Em continuidade, a história (a qual ele não conta) vai aos poucos alegrando as pessoas, aqui e ali, vai passando adiante, provocando risos e sorrisos e as pessoas vão se tornando felizes umas com as outras, até no último parágrafo:

“...E eu esconderia completamente a humilde verdade: que eu inventei toda a minha história em um só segundo, quando pensei na tristeza daquela moça que está doente, que sempre está doente e sempre está de luto e sozinha naquela pequena casa cinzenta de meu bairro”.

Ah, se eu pudesse... também contaria uma história que alegrasse as pessoas nesse tempo de incertezas, confinadas em suas casas, preocupadas com a saúde e ansiosas em relação ao futuro. “Meu ideal seria dizer” a todos aqueles que tiveram suas vidas interrompidas, suspensos os empregos, as aulas nas escolas, e tudo o mais, que: este outono de 2020 representa uma pausa, um profundo respiro, inclusive para a natureza se recompor, e que a onda vai passar e ficaremos bem.

Se... estamos caminhando em uma noite sem luar, vejamos o céu tão limpo. E aproveitemos os silêncios para nos conectarmos com nossa essência, deixemos nossos sentidos aflorarem. Aguçá-los melhora a vida. É bom se sentir vivo, respirar fundo, (sem respirador artificial). Nesta fase de isolamento em nossos lares, somos obrigados a olhar para dentro de nós, num exercício de autoconhecimento, a refletir sobre o que temos de melhor e de pior. É uma busca pessoal.

Todos temos talentos. Esta afirmação, também inspirada na crônica de Rubem Braga, traduz o meu ideal, a história, aquela que eu gostaria também de inventar e que alegrasse as pessoas, e desse esperanças, e elas sorrissem e dissessem que sim, podemos mudar nossos pensamentos, vamos redescobrir nossos lares, fazendo as tarefas com calma, uma de cada vez, com plena atenção, vamos ler, escrever, bordar, pintar, faxinar, fazer as unhas, cuidar da pele, e das emoções. Cuidar de si para cuidar dos outros.

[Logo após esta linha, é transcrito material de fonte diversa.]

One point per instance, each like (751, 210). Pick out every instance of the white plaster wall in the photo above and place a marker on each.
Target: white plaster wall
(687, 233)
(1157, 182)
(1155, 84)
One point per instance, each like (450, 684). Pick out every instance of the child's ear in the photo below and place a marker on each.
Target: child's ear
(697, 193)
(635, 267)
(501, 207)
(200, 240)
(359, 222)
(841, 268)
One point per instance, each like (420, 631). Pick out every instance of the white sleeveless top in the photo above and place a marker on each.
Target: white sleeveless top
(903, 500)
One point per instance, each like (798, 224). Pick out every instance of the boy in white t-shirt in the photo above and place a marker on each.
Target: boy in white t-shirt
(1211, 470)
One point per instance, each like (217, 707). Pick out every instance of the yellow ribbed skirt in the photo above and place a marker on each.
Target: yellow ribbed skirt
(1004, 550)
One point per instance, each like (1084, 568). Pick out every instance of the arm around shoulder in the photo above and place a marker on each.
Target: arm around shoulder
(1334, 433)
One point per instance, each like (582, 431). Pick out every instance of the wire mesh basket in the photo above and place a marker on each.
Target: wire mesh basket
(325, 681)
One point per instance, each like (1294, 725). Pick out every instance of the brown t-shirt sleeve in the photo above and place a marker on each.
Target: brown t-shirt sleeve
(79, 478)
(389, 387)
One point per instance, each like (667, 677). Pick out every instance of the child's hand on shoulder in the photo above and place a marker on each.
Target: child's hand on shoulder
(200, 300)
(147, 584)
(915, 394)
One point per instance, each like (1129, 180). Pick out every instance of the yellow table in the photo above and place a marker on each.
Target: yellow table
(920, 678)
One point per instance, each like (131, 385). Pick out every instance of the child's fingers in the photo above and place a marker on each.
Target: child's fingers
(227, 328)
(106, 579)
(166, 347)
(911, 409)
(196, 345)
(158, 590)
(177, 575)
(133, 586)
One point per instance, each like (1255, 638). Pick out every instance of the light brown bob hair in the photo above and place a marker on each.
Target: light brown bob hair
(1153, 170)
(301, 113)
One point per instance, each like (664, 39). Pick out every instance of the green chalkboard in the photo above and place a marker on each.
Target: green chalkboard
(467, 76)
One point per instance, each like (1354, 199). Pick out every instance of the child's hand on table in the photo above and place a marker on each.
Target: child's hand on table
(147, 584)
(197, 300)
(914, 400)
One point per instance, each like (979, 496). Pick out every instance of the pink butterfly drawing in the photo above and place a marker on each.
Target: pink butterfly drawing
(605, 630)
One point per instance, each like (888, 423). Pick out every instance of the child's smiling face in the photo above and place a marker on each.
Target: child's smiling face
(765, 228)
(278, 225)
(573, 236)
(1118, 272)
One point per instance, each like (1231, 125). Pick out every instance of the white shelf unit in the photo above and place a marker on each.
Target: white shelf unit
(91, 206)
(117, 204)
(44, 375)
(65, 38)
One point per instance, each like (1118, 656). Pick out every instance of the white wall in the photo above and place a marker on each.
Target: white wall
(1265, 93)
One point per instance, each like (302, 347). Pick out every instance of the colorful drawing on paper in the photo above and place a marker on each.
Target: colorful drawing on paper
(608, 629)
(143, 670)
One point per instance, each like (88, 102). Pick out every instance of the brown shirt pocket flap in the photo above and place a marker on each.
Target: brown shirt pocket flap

E para quem gosta de brincar de chef, como eu, a melhor peça da casa - a cozinha - é um “prato” cheio de toques que são degustados, sons que são cheirados, cheiros que são tocados, gostos que são visualizados... hummm, aprendi a fazer um pão delicioso, a sovar a massa, assar, sentir o cheirinho perfumando a casa. Legumes assados. Alho fritando na manteiga. Cheiros, sons, sabores.

E ficaremos felizes, confiantes, pois assim que for possível, iremos nos olhar nos olhos e nos abraçaremos forte!!!! Sim, abraços mil, beijos mil e apertos de mão. Sim, porque somos pele, e nos completamos no outro.

Enquanto aguardamos por esse dia, o outono nos acaricia com sua luz e cores fascinantes, um espetáculo para os nossos sentidos. É tempo de cáquis, pinhões, bergamotas.